Perhaps the other duo of unmentionables, besides religion and politics, is women and country.  Or maybe Dylan, like his dad did so expertly before him, shows how these things are the most mentionable,  the unmistakable currency with which we deal, like it or not.  It is both women & country root us to the stuff of our lives: conflict, loyalty, relationship, hardship, violence, love and lust.

While it has been unfortunately advocated that all is fair in love and war, Dylan ventures into the complicated homeland where love can be warfare, and war the result of disordered affection.

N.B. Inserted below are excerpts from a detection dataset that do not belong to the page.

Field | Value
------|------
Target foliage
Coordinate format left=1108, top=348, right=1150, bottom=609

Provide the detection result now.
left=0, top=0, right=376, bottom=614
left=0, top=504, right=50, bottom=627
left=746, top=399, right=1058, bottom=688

This record bridges Dylan’s barebones, Rick Rubin-produced Seeing Things with T-Bone Burnett’s intense production from the Krauss/Plant Raising Sand record.  Alongside Neko Case (New Pornographers), Kelly Hogan, and a throbbing, consistent upright bass, Dylan finds conveys the lonely forsakenness of exile in tracks like Everybody’s Hurting and Holy Roller’s for Love.  The opener sounds the most optimistic note, a combination campfire sing-along and unconvinced praise chorus.

Dylan weaves a masterful soundtrack for troubled times, giving voice to the difficulties while sounding a call to band together:
We hold our ground.
We don’t kneel
If we go down, 
We go down on our own shields.
Sure, we may be inside of a “bottomless well,” these might be dire straits and we may in fact go down, but it’ll be together and it’ll be fighting.  But, this fighting is not the scrappy, desperate fighting of the blaze-of-glory patriot, but the convinced loyalty of a lover.  All this dejection in relationship and citizenship forges a new identity.  After all “faith is believing what you see ain’t so,” and a crazy world good at making extremists.  Dylan crafts hymns for this new persona, these holy rollers.

These are the ones who understand women and country best.  Because they are willing to sacrifice, unwilling to be party to the deception and destruction.  Underneath the mellow, chugging sounds, lies a zealous, subversive record of true protest songs.